In practice, the weak link in this argument is the third item, which is vulnerable to bugs in passes. C-Reduce terminates robustly by abandoning passes when they appear to be behaving unreasonably.
The C-Reduce core does not insist that transformations make the test case smaller, and in fact quite a few of its passes potentially increase the size of the test case, with the goal of eliminating sources of coupling within the test case, unblocking progress in other passes.
The sequence of transformation passes is carefully orchestrated such that passes that are likely to give the biggest wins—such as those that remove entire functions—run first; otherwise the tool would end up spending days or weeks doing silly things such as trying to shrink numeric constants in a huge source file. Shrinking numbers is useful, and it should be done, but only after many other reduction mechanisms have run to completion.
C-Reduce's collection of cooperating passes, with heavy phase-ordering constraints, is highly reminiscent of how a modern optimizing compiler works. However, only a small proportion of the transformation passes is intended to be semantics-preserving in the sense that a compiler's optimization passes must be. In this domain, we only want to preserve enough semantics that we can probabilistically avoid breaking whatever property makes a test case interesting.

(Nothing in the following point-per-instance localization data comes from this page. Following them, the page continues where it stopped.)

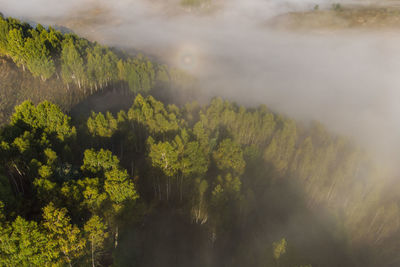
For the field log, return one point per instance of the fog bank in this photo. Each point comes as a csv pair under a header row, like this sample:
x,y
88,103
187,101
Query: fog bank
x,y
349,80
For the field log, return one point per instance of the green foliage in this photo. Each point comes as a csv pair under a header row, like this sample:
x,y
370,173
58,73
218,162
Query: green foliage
x,y
279,248
229,157
23,244
46,116
102,126
64,238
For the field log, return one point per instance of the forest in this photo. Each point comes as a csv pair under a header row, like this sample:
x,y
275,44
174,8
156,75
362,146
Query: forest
x,y
164,184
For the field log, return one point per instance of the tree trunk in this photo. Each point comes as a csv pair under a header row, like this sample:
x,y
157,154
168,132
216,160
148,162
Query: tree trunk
x,y
116,237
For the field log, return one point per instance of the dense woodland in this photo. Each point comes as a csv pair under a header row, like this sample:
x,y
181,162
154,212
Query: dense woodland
x,y
44,64
158,184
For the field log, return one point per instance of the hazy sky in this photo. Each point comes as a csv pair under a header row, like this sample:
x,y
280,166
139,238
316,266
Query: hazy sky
x,y
348,80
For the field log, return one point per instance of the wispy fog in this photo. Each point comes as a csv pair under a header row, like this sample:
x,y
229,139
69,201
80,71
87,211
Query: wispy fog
x,y
347,79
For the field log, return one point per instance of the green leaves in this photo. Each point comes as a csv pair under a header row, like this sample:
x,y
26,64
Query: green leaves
x,y
45,116
64,238
102,126
229,157
23,244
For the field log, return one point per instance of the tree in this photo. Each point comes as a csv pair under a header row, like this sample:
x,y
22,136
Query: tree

A consequence of writing a modular reducer is that once we came up with the right API for writing passes, we were free to write a lot of passes. My colleagues and I spent several years doing this and we ended up with:
35 passes, implemented in Perl, that include heuristics such as removing lines, removing various kinds of matched delimiters (and perhaps also the text between them), and shrinking integer values
6 passes that invoke external utilities such as unifdef, a partial evaluator for the C preprocessor language, a lexer for C and C++ that supports various token-level reduction transformations, and pretty-printing utilities that make the reduced test case more pleasant to look at
69 passes, implemented in C++, that use LLVM's Clang front end as a library for source-to-source transformation of C and C++ code; these include function inlining, partial template instantiation, scalar replacement of aggregates, copy propagation, and eliminating levels of a class hierarchy.
The actual number of dynamic passes is larger than the total of these numbers since some passes can be invoked in different modes using the "option" parameter mentioned above.
In this piece, we looked at why we had to create C-Reduce and at the modular structure that was key to making it solve the problems that we wanted to solve. In Part 2, I'll describe how C-Reduce improves reduction times using multiple cores and why C-Reduce usually does a good job reducing test cases in languages other than C and C++; finally, I'll discuss a few open research problems in test case reduction.